Partie de cartes par Cornelius Krieghoff via Wikimedia Commons

Le père Batissette vint ouvrir lui-même et nous fûmes reçus à bras ouverts par les invités que nous connaissions presque tous. Nous fûmes d’abord assaillis de questions :
– D’où venez-vous ?
– Je vous croyais dans les chantiers !
– Vous arrivez bien tard !
– Venez prendre une larme !
Ce fut encore Baptiste qui nous tira d’affaire en prenant la parole :
– D’abord, laissez-nous nous décapoter et puis ensuite laissez-nous danser. Nous sommes venus exprès pour ça. Demain matin, je répondrai à toutes vos questions et nous vous raconterons tout ce que vous voudrez.
Pour moi j’avais déjà reluqué Liza Guimbette qui était faraudée par le p’tit Boisjoli de Lanoraie. Je m’approchai d’elle pour la saluer et pour lui demander l’avantage de la prochaine qui était un reel à quatre.
Elle accepta avec un sourire qui me fit oublier que j’avais risqué le salut de mon âme pour avoir le plaisir de me trémousser et de battre des ailes de pigeon en sa compagnie. Pendant deux heures de temps, une danse n’attendait pas l’autre et ce n’est pas pour me vanter si je vous dis que, dans ce temps-là, il n’y avait pas mon pareil à dix lieues à la ronde pour la gigue simple ou la voleuse.
Mes camarades, de leur côté, s’amusaient comme des lurons, et tout ce que je puis vous dire, c’est que les garçons d’habitants s'étaient fatigués de nous autres, lorsque quatre heures sonnèrent à la pendule.
J’avais cru apercevoir Baptiste Durand qui s’approchait du buffet où les hommes prenaient des nippes de whisky blanc, de temps en temps, mais j’étais tellement occupé avec ma partenaire que je n’y portai pas beaucoup d’attention.

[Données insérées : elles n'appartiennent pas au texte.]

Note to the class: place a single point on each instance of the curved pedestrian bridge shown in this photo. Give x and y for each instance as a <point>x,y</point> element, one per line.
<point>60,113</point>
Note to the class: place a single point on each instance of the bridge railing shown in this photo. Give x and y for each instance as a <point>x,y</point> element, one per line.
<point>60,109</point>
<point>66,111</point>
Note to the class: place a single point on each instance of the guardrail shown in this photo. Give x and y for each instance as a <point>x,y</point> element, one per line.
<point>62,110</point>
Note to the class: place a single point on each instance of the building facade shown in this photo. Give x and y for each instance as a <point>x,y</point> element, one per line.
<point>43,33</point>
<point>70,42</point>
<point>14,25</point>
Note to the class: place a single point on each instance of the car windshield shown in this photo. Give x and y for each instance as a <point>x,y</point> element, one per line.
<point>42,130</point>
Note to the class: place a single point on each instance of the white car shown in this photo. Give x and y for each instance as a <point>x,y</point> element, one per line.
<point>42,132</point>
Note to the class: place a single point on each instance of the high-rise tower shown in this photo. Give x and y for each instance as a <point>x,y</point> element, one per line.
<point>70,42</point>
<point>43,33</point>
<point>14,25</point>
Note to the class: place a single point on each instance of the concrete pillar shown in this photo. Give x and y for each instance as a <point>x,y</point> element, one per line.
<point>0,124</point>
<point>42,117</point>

Mais maintenant que l’heure de remonter en canot était arrivée, je vis clairement que Baptiste avait pris un coup de trop et je fus obligé d’aller le prendre par le bras pour le faire sortir avec moi, en faisant signe aux autres de se préparer à nous suivre sans attirer l’attention des danseurs.
Nous sortîmes donc les uns après les autres sans faire semblant de rien et cinq minutes plus tard, nous étions remontés en canot, après avoir quitté le bal comme des sauvages, sans dire bonjour à personne ; pas même à Liza que j’avais invitée pour danser un foin. J’ai toujours pensé que c’était cela qui l’avait décidée à me trigauder et à épouser le petit Boisjoli sans même m’inviter à ses noces, la bougresse.

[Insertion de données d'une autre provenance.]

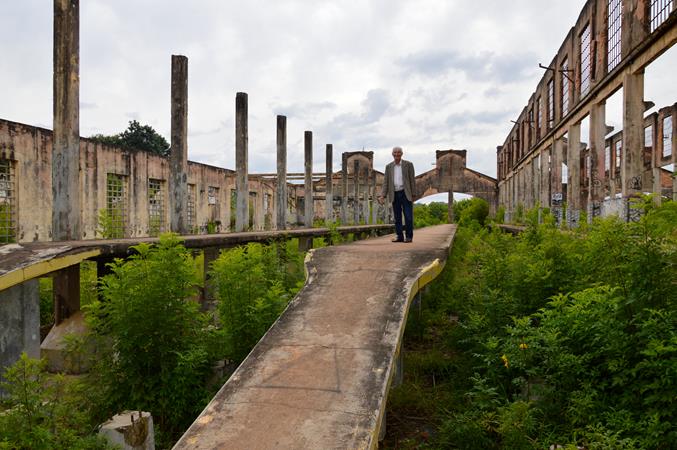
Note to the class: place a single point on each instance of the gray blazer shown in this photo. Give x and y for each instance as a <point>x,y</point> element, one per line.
<point>408,178</point>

Mais pour revenir à notre canot, je vous avoue que nous étions rudement embêtés de voir que Baptiste Durand avait bu un coup, car c’était lui qui nous gouvernait et nous n’avions juste que le temps de revenir au chantier pour six heures du matin, avant le réveil des hommes qui ne travaillaient pas le jour du jour de l’an.
La lune était disparue et il ne faisait plus aussi clair qu’auparavant, et ce n’est pas sans crainte que je pris ma position à l’avant du canot, bien décidé à avoir l’œil sur la route que nous allions suivre. Avant de nous enlever dans les airs, je me retournai et je dis à Baptiste :
– Attention ! là, mon vieux. Pique tout droit sur la montagne de Montréal, aussitôt que tu pourras l’apercevoir.
– Je connais mon affaire, répliqua Baptiste, et mêle-toi des tiennes !
Et avant que j’aie eu le temps de répliquer :
Acabris ! Acabras ! Acabram ! Fais-nous voyager par-dessus les montagnes !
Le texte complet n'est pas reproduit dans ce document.